En Iraq las navidades transcurren con la banda sonora de la danza de la muerte de fondo. Sus habitantes no tienen tiempo para acordarse de lo que es la felicidad, acostumbrados a vivir bajo una mano de hierro desde antes de la llegada al poder de Sadam. Las madres corren a la salida de los mercados llevando de la mano a sus hijos, rezando para que, a su paso, no explote la bomba de turno, dando gracias a Dios por volver a casa sanos y salvos después de comprar la comida de la semana.
Las tropas norteamericanas, alojadas en lo que antes fueron los palacios de veraneo de Sadam, intentan poner remedio entre el caos que gobierna el país, los suicidas, con los ojos inyectados en sangre, creen que serán recibidos en el cielo como mesías, por haber arrebatado la vida de cualquier ser humano. Primero fueron las armas de destrucción masiva, después el tirano, ahora la democracia y mañana las viviendas por construir para que las grandes empresas se vayan con los dientes bien afilados y las manos llenas.

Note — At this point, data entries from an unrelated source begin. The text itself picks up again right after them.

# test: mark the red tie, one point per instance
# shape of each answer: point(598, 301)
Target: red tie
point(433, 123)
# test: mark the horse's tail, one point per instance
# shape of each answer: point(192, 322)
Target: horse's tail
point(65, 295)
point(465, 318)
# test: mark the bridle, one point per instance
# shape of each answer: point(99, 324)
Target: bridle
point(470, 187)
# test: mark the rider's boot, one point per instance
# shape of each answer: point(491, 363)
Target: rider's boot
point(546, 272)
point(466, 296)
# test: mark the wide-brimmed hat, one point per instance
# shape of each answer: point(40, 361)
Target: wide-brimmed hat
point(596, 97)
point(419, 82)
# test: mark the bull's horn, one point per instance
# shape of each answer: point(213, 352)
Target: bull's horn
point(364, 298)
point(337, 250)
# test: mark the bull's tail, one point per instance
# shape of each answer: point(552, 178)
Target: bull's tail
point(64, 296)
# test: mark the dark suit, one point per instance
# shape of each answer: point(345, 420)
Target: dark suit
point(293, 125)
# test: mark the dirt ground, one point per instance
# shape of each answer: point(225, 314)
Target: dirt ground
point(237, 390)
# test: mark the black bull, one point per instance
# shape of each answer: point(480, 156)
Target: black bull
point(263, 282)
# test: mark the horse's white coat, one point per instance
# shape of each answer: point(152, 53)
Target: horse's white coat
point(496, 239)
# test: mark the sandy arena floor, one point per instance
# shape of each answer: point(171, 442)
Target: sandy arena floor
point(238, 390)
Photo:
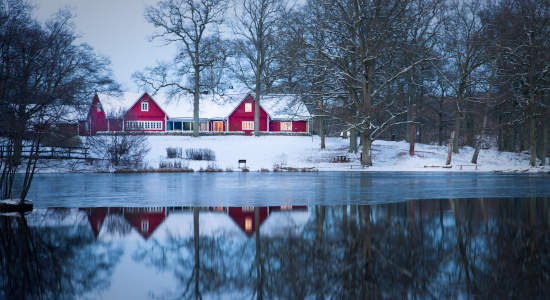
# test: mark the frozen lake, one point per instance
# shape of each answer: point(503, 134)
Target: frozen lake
point(276, 188)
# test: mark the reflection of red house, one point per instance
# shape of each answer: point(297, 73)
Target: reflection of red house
point(245, 219)
point(144, 219)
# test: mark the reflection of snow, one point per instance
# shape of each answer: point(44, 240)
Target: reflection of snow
point(212, 224)
point(57, 217)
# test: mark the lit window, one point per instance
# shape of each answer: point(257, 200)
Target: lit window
point(144, 225)
point(248, 224)
point(286, 125)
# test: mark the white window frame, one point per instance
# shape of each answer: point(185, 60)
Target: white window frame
point(248, 224)
point(248, 125)
point(216, 123)
point(144, 125)
point(144, 225)
point(286, 123)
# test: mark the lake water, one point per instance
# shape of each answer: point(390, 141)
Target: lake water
point(281, 236)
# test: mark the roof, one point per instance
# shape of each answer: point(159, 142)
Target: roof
point(210, 106)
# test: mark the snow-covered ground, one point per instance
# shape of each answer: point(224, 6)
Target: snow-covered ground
point(305, 152)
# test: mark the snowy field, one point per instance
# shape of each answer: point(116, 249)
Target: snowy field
point(304, 152)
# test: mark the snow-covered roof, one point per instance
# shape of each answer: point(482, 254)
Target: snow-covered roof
point(210, 106)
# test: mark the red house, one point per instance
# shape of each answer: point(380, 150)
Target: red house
point(228, 113)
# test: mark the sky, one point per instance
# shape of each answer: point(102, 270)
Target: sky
point(117, 29)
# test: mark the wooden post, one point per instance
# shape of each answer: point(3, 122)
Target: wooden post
point(450, 152)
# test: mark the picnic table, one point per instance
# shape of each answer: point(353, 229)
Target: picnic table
point(341, 158)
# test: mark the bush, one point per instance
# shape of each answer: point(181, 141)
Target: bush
point(174, 152)
point(200, 154)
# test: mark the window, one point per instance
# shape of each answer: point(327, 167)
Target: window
point(248, 224)
point(248, 125)
point(144, 125)
point(286, 126)
point(144, 225)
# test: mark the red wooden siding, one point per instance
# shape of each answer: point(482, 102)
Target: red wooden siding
point(239, 115)
point(297, 126)
point(154, 113)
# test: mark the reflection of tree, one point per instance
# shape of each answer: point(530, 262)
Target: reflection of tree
point(478, 248)
point(51, 262)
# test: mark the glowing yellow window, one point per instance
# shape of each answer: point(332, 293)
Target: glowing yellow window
point(248, 224)
point(286, 125)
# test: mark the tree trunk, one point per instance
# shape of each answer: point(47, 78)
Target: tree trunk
point(456, 130)
point(196, 124)
point(353, 141)
point(412, 132)
point(367, 143)
point(533, 145)
point(481, 134)
point(408, 128)
point(258, 249)
point(450, 152)
point(197, 250)
point(257, 107)
point(321, 125)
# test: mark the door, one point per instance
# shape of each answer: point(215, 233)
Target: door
point(218, 126)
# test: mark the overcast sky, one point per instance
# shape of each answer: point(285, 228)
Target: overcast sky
point(117, 29)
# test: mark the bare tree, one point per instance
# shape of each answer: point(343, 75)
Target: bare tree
point(257, 26)
point(193, 26)
point(465, 44)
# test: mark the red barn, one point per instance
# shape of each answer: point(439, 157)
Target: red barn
point(242, 116)
point(145, 114)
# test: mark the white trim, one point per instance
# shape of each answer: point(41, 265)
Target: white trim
point(144, 125)
point(249, 123)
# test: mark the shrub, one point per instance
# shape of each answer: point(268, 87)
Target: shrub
point(200, 154)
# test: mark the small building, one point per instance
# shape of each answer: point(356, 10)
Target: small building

El Rey Dinero se pasea por las calles, con su esposa la Duquesa Muerte, ambos de la mano, sonrientes cual niño con playstation nueva, sabedores de que son los únicos que serán bien recibidos en cualquier lugar de Iraq, y del mundo. Nadie tendrá valor para asesinarlos, nadie querrá quitárselos de encima -sobre todo a él-, ellos son, al fin y al cabo, los grandes beneficiados de cualquier catástrofe, el primero, de este mundo, y la segunda, del otro.